Reporting may lead to a conclusion, often the result of doing due diligence to understand all the sides of an issue.

Some believe reporters should give equal time to both sides of an issue. That smart-ass Evan Brandt has even found himself counting sentences when covering political campaigns to ensure equal time.

But sometimes the close examination of an issue reveals that one side is just wrong, or stupid, or dangerous.

Then a reporter must ask herself whether or not her first obligation is to the truth as she has come to see it as a result of more research than most of her readers (listeners/viewers) will undertake; or to a bias-free standard we must truthfully acknowledge is impossible to achieve.

In our view, the answer is to err on the side of truth, with the understanding that yes, truth is often subjective, which is why the attempt must be made to be as fair as possible.
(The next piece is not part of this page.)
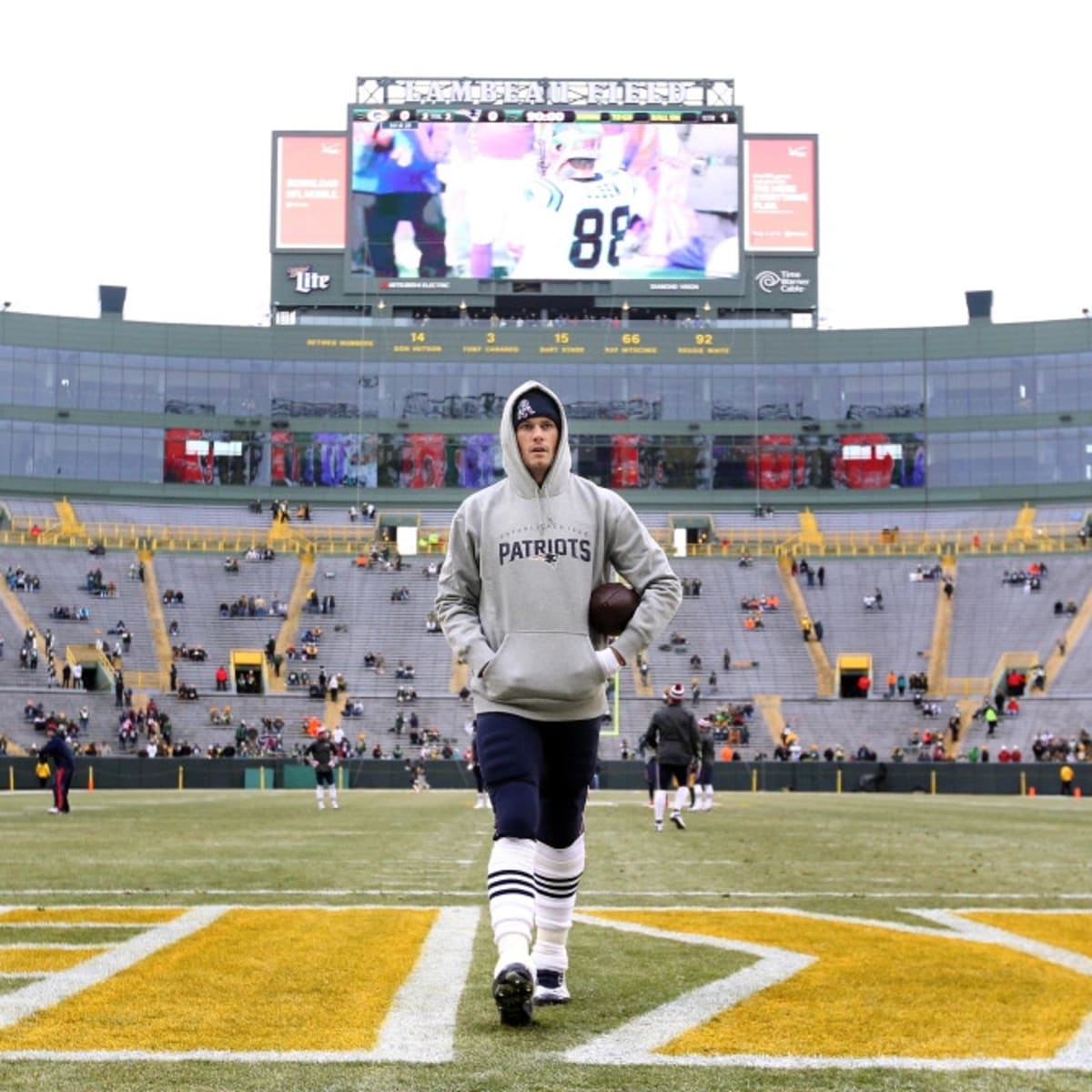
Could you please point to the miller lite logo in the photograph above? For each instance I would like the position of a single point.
(306, 279)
When the muckraking reporters of McClure's magazine -- Ida Tarbell, Lincoln Steffens and Ray Stannard Baker -- revealed the abuses of Standard Oil, political corruption and union violence, they took a side.
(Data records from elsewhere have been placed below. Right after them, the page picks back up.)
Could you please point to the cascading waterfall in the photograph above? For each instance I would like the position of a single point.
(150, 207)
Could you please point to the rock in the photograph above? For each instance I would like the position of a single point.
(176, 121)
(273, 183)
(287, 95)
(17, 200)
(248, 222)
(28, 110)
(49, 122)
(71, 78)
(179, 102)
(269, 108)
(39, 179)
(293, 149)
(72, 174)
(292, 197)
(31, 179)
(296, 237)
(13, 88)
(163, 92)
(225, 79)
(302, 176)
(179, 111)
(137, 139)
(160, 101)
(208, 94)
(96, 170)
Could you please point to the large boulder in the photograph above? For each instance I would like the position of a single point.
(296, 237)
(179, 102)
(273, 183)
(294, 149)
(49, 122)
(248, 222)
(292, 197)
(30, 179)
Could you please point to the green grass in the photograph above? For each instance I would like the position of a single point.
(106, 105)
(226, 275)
They revealed the truth. But their careful documentation of that truth gave them credibility such that Americans were convinced what they wrote was true. And America changed for the better as a result.

But in yet another example of America's irony-challenged character, although most survey results indicate the media is biased, nearly three-quarters of them -- 73 percent -- believe the media is "very" or "somewhat" accurate in its coverage of the 2016 presidential campaign.

It is also ironic that as more and more Americans drift away from professional journalism as a source of information, more and more of them believe that the media should act as "government watchdogs" -- fully 71 percent, up 2 percent from the last survey.

This particular function of journalism is close to that smart-ass Evan Brandt's heart. In fact, he considers it the single most important function of journalism.

Your Local Government Watchdog at work
In fact, he has more than once been heard to say "the First Amendment was not adopted to give us the inalienable right to cover car crashes and fires."

That people love to know about those things is undeniable. But as he sees it, that
coverage is what pays the bills so the expensive, time-consuming, necessary and singularly less-sexy work of making sure elected (and appointed) government officials behave honestly, honorably and do not squander tax dollars gets done.

But as newspapers -- the root source of so much of the news in the world -- struggle to survive, it begs the question: "Why do you want us to be government watchdogs if you'd rather watch cat videos on Facebook?"

It must be America's sense of irony.